И чтобы постичь, сколь мерзки деньги — а они, право же, сродни шлюхам по своему прошлому, — вы только поглядите, каким мерзким людишкам посылает их бог, обделяя пророков; и таким образом узнаете вы цену благам мира сего по их владельцам. Обратите взгляд свой на этих торгашей, если только взгляд ваш еще свободен, ибо товары их — воровские ловушки, приковывающие взгляды. Поглядите на золотых дел мастеров, что по наущению безумия продают сверкающие капканы и переливчатые западни, где застревает приданое молодоженов. А то загляните в ювелирную лавку! Неощипанным оттуда не выберешься. В такой лавке честь оставишь, там какого-нибудь бедолагу уговорят все свое родовое поместье насадить на палец, а дома он взвоет от боли в сдавленных суставах. Я уж не говорю о пирожниках и портных, ни о торговцах платьем, эти — все равно что портные, только еще пуще портачат и бессовестнее черта. Вот кому деньги сами в руки идут. И хоть деньги таковы, не сыщется человека с честными обычаями и чистой совестью, брезгающего деньгами настолько, чтобы они не внушали ему ни малейшего вожделения. Оставим это и перейдем к следующему пророчеству, гласящему: «Тот супруг, кто вступит в брак». Клянусь постельным пологом, — сказал он в сильнейшем гневе, потому что я, видно, скривился, услышав такую истину, — что если вы не будете слушать меня степенно, а будете покатываться со смеху, я вам бороду выдерну. Слушайте в недобрый час, вы затем и пришли сюда, чтобы слушать и на ус мотать. Вы думаете, что все, кто вступил в брак, супруги? Ложь, ибо среди вступивших в брак немало холостяков, а среди холостяков немало супругов. И есть мужчины, что женятся, но остаются в девственниках до смерти, и девицы, что выходят замуж, но до смерти остаются при муже в девственницах. А вы меня провели, и будьте вы прокляты, и здесь не меньше тысячи мертвецов говорят, что вы их в могилу свели своими плутнями. И могу вас заверить, что если бы не… я бы вам глаза и ноздри вырвал, негодяй из негодяев, враг всего сущего. Посмейтесь еще над этим пророчеством:
Сдается вам, что это еще одна глупость из запаса Перо Грульо? А я поручусь, что, если бы с отцовством все стало ясно, с наследствами и майоратами началась бы величайшая неразбериха. О женских утробах есть что сказать, а поскольку дети — дело темное, ибо делается сие дело в темноте и без света, поди дознайся, кто был зачат в складчину, а кто на половинных паях, и приходится верить родам, и наследуем мы лишь потому, что говорится: такой-то от такого-то, и на том дело кончено. Это, само собой, тех женщин касается, которые заводят дружка, ибо мое пророчество не затрагивает людей порядочных, если только какой-нибудь мерзавец вроде вас не собьет их с толку. Как вы полагаете, сколько будет таких, кто в судный день узнает, что отцом ему паж, оруженосец или раб из семейной их челяди либо же сосед? И сколько отцов узнают, что не было у них потомства? Там увидите.
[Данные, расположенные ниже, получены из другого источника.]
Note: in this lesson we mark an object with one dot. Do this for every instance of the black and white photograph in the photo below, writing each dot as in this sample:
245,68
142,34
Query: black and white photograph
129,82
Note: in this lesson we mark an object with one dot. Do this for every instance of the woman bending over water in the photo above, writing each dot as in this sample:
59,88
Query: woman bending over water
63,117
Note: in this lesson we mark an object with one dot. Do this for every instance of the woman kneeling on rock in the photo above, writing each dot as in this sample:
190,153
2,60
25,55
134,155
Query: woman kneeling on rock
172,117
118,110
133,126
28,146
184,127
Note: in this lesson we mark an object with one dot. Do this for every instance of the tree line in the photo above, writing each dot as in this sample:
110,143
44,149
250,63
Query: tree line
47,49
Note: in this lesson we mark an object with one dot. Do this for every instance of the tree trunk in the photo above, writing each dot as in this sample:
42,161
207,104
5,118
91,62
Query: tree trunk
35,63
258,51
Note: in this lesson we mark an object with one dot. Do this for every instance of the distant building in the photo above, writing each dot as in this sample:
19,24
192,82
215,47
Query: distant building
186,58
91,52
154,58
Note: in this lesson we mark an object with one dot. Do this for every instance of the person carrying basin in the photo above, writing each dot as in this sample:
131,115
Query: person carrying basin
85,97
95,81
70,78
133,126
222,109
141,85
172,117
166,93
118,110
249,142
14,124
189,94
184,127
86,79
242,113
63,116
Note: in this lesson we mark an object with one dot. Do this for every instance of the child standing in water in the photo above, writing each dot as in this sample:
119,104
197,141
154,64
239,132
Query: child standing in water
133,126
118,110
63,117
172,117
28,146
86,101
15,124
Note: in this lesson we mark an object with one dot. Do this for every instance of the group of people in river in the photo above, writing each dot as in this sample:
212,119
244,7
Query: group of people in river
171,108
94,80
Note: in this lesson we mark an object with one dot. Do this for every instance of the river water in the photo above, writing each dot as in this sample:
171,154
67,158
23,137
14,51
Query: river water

— И это пророчество, и прочие, — сказал я, — мы на нашем свете толкуем по-другому, и заверяю тебя, что они куда правдивее, чем кажутся, и у тебя в устах обретают другой смысл. И я признаюсь, что тебя обижают. — Вот послушай еще, — сказал он:
«Перья служат, чтоб летать» — вы думаете, я о птицах говорю, и ошибаетесь, потому что это было бы глупо. Говорю я о нотариусах и генуэзцах, которым перья служат, чтобы налетать на наши деньги. И дабы видели на вашем свете, что имеются у меня пророчества для нынешних времен и у Перо Грульо есть что сказать живым, вот тебе на бедность еще несколько пророчеств, и их непременно надобно растолковать.
И он удалился, оставив мне листок, на коем изображены были нижеследующие строки в таком порядке:
В восхищении прочел я все пять пророчеств Перо Грульо и стал над ними размышлять, как вдруг меня окликнули сзади. Обернувшись, увидел я мертвеца весьма щуплого и унылого, белого как бумага ив белом же одеянии, и он сказал мне:
— Сжалься надо мною и, если ты добрый христианин, освободи меня из-под власти болтунов и невежд, что не дают мне покою в своих россказнях, а там распоряжайся мною, как тебе благоугодно.
Тут упал он на колени и стал рыдать, как дитя, хлеща себя немилосердно по щекам.
— Кто ты, — спросил я, — что обречен терпеть такие муки?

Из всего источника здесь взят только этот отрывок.